The Legacy (by Katherine Webb)

I didn’t know anything about Katherine Webb when her novel was recommended to me by Amazon some years ago. But I liked the blurb and the reviews, and it sounded like the kind of book I would enjoy. I put it on my wishlist, and one of my family bought it for me… to my astonishment, nearly five years ago. I knew it had been on my to-read shelf for some time, but had no idea it was that long.

I’m glad that I finally decided to read ‘The Legacy’. It’s an absorbing book. It takes place in two different time periods: the present (presumably early 21st century, as this was first published in 2010) and the early part of the 20th century: from 1902-1905. The prologue is set in 1905: a young woman called Caroline decides to abandon a baby, one whom she clearly cares about. We have no idea why this happens, or what her relationship is to the baby, and this intrigued me for most of the book.

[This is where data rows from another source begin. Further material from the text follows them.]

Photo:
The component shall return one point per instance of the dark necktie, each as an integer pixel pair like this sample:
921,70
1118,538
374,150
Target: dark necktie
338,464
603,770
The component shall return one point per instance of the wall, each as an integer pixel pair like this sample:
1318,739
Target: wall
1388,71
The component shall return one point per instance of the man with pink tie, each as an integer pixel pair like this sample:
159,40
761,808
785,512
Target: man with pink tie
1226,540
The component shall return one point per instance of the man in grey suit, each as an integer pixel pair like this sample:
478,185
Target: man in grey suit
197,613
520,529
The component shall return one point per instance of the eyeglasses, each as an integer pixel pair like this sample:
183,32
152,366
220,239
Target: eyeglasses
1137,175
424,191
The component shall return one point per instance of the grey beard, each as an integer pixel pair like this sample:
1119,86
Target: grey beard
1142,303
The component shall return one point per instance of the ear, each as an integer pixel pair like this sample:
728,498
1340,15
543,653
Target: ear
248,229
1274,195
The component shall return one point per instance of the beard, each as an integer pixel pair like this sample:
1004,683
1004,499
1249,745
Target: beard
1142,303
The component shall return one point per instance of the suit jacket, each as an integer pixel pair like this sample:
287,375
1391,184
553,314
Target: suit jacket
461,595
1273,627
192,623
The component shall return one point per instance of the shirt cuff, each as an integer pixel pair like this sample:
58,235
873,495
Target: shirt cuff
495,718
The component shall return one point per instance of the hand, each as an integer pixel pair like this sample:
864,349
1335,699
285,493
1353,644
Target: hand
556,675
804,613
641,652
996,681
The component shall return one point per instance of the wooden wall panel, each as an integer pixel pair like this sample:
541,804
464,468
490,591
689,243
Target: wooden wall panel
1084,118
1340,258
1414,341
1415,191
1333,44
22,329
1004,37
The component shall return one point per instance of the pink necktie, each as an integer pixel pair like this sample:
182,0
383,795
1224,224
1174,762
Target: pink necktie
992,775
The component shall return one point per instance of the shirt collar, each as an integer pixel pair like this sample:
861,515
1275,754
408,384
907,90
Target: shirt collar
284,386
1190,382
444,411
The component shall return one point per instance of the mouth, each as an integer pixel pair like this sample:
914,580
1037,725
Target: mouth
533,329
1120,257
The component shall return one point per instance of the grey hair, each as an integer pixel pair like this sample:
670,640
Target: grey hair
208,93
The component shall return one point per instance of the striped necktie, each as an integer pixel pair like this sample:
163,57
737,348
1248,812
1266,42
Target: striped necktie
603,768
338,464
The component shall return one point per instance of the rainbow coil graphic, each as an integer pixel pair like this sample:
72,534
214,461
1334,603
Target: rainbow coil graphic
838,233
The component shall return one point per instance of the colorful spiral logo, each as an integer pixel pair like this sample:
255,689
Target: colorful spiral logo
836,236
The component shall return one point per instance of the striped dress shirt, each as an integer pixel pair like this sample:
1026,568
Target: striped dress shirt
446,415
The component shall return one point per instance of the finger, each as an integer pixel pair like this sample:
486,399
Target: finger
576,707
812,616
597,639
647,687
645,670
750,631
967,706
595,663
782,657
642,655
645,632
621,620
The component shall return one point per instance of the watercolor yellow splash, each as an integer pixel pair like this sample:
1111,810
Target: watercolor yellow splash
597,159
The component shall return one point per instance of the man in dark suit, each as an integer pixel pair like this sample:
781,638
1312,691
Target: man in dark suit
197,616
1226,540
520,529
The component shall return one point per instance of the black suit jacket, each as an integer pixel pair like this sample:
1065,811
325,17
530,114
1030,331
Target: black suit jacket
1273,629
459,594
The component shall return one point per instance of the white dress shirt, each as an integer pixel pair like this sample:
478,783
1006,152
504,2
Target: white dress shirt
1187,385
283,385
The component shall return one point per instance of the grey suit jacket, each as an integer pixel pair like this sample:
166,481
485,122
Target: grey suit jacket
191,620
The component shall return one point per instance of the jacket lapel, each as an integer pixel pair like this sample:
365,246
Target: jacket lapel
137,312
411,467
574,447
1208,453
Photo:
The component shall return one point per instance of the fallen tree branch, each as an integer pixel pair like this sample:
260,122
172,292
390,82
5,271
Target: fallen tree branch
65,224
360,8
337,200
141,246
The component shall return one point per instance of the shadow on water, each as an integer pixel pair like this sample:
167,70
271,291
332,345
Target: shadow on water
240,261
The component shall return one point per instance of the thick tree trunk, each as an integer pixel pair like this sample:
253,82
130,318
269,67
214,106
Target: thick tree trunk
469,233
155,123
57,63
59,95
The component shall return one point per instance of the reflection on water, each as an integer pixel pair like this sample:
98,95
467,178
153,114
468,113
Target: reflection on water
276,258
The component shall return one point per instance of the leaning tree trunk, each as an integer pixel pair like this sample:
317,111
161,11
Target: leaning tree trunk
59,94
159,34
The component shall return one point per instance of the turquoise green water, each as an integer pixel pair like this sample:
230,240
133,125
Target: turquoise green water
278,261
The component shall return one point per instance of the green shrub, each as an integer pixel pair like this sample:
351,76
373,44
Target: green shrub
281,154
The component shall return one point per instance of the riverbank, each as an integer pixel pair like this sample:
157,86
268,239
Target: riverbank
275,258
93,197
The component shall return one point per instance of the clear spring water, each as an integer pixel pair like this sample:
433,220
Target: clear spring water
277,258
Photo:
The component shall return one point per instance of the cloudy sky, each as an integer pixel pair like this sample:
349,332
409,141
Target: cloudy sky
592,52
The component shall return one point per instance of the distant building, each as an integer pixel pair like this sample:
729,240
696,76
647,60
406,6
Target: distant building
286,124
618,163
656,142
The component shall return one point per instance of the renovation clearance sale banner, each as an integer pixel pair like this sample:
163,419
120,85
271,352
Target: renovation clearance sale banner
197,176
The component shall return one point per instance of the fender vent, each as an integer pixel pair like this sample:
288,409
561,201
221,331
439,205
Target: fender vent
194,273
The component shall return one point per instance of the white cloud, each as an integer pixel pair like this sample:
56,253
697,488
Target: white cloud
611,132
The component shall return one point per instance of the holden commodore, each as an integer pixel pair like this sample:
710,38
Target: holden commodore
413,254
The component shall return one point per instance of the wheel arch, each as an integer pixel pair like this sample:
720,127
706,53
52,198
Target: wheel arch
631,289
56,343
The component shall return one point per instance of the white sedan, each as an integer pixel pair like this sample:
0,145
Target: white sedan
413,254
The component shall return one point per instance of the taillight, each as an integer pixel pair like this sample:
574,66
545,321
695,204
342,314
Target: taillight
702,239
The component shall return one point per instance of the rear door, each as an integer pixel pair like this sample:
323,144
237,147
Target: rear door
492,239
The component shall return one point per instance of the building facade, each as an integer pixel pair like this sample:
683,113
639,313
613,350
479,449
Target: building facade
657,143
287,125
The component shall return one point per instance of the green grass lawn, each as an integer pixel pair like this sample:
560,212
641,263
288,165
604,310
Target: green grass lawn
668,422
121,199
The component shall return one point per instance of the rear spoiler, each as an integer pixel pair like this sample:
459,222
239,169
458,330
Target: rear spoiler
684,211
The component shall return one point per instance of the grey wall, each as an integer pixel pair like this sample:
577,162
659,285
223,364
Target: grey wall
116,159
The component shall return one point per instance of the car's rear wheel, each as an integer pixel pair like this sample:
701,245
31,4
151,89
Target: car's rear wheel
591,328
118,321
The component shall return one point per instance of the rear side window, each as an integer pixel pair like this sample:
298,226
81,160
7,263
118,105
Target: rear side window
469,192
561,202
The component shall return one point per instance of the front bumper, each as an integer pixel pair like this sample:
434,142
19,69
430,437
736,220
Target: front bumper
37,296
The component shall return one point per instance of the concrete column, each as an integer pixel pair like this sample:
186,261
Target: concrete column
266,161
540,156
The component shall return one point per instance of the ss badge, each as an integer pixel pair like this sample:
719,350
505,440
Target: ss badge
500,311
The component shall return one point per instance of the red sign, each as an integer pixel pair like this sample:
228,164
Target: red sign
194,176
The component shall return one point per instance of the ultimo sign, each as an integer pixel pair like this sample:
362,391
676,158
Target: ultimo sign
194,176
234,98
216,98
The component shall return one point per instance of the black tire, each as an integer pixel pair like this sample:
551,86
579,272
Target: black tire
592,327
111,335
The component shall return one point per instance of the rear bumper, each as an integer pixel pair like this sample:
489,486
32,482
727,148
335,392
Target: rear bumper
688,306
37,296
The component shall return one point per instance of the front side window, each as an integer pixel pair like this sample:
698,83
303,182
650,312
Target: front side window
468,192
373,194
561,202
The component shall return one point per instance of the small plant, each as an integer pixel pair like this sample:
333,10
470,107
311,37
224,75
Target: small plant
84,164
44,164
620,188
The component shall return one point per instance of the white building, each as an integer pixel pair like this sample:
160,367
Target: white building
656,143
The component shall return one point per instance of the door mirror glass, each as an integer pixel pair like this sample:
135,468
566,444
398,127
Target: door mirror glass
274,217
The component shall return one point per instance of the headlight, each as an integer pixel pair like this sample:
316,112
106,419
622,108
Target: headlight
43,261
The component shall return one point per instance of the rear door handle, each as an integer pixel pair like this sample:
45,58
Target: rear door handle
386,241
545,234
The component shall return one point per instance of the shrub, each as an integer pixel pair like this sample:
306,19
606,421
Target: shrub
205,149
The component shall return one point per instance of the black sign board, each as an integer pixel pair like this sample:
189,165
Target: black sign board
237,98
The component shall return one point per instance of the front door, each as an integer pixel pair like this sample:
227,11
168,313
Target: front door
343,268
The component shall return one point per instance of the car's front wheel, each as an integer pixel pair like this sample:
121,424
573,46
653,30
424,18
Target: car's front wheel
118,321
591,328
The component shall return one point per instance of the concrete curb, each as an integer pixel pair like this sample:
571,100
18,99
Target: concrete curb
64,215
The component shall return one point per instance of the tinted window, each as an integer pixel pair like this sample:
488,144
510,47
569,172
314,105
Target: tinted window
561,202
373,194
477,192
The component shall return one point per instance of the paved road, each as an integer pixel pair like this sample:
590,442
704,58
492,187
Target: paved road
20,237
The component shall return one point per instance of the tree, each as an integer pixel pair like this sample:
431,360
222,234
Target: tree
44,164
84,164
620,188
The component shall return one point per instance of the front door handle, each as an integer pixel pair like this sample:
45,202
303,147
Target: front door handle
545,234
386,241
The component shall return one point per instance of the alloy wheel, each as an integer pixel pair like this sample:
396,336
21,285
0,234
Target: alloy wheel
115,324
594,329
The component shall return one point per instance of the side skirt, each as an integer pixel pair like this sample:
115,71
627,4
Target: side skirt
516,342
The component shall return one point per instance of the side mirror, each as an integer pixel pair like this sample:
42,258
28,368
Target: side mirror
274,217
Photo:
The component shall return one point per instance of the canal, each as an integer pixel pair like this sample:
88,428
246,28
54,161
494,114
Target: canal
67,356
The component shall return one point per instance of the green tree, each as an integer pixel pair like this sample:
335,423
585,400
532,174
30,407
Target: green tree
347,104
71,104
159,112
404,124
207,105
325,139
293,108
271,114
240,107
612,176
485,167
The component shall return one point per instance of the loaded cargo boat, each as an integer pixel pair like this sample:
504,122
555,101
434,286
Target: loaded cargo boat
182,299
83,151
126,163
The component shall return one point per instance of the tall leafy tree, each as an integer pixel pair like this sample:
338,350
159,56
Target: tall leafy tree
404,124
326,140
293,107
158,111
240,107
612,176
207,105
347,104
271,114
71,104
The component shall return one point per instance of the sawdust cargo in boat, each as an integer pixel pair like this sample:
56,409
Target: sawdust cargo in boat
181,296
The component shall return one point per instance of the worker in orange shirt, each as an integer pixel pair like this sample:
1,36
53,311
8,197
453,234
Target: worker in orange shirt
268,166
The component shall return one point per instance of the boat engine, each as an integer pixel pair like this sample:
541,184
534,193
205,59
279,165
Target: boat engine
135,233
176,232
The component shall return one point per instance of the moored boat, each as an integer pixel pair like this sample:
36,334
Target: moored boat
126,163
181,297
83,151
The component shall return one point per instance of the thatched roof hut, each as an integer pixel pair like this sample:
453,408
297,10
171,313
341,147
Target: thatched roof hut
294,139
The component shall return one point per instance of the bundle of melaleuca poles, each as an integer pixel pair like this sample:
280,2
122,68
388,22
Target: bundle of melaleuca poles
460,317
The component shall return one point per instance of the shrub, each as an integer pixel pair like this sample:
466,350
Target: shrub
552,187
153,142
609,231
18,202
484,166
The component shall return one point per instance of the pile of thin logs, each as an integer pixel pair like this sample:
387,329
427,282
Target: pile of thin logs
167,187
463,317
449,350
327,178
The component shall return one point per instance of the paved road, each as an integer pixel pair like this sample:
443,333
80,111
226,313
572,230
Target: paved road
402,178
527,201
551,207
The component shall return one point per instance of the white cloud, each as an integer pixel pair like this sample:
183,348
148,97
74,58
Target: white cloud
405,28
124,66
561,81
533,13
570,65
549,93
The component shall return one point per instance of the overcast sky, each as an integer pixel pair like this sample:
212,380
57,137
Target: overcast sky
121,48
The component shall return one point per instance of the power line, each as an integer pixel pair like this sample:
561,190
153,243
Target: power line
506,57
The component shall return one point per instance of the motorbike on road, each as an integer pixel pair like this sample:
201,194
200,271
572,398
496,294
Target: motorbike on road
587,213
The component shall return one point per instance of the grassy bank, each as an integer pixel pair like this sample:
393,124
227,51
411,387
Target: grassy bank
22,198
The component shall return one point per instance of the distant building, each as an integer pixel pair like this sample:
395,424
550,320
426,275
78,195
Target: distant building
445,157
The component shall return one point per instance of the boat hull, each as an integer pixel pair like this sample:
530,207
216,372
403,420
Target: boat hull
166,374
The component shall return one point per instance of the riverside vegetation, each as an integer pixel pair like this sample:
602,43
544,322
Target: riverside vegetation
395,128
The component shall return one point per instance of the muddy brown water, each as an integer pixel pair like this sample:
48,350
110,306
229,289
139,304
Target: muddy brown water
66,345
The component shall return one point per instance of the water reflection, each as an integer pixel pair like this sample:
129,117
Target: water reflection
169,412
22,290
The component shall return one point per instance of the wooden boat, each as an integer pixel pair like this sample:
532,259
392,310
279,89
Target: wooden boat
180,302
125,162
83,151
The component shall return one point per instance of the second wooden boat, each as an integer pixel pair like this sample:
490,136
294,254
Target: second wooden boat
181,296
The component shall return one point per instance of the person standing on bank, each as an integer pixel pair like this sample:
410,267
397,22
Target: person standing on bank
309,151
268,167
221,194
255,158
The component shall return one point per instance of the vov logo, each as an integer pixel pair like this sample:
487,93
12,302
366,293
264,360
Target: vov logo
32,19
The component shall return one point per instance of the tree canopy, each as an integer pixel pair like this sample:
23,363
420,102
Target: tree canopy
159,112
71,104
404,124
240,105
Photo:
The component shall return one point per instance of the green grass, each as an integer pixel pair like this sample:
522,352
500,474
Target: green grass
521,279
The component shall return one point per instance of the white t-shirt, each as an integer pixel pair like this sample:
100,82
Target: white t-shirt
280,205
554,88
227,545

Caroline’s story gradually unfolds: we meet her next in 1902, orphaned and living with her strict aunt in the United States. Her life is rigidly controlled, but she has met and fallen in love with a farmer who lives out on the prairies. Caroline is determined to marry him, despite the fact that it will mean leaving everything she knows and having to learn to cook and keep house in fairly primitive conditions.

Interspersed with Caroline’s story, which takes us through her life over the next couple of years, the present day story features Erica (who writes in the first person) and her older sister Beth. They are probably in their thirties, and have just inherited an old family mansion; we quickly learn that their great-grandmother was a strange, often confused and angry woman called Caroline - presumably the same one.

Erica and Beth have secrets of their own; Beth has suffered from depression, and clearly has something in her past that she wants to forget. Erica, by contrast, wants to remember. She’s also intrigued by the more distance past, when she finds some old letters, and a photograph of Caroline as a young woman, and an unknown baby…

It’s well written, the story gradually unfolding in both time frames. It wasn’t too hard to keep track of characters, once I’d realised how it worked, and the difference in style (past tense/third person for the early 1900s) made it easy enough to switch although it was sometimes a slight jar when I become quite involved in one or other of the unfolding storylines. I thought the way that the secrets came to light, with a few twists and turns along the way, was cleverly and neatly done.

In places the writing was perhaps a bit long-winded; I wanted the middle section to hurry by a bit more, as not much happened. But by the final third of the book I was gripped, guessing things I was evidently supposed to guess, not expecting things that were, nevertheless, believable in context.

The characterisation wasn’t particularly deep. I didn’t feel any real emotional connection to anyone, and thought some of Caroline’s actions in her part of the story were a bit unlikely, as was her gradual descent into coldness and unpleasantness. One or two parts of the story were a bit frustrating, too; I’d like to have seen some more positive resolutions to a couple of the threads.

Nonetheless, it’s a thought-provoking story that paints a fascinating picture of life on the prairies, contrasted strongly both with debutante life in the city, and modern-day country living. Changing attitudes to minority groups were also shown, almost in passing, in a way that feels real.

Recommended to anyone who likes women’s fiction with some depth and a historical aspect.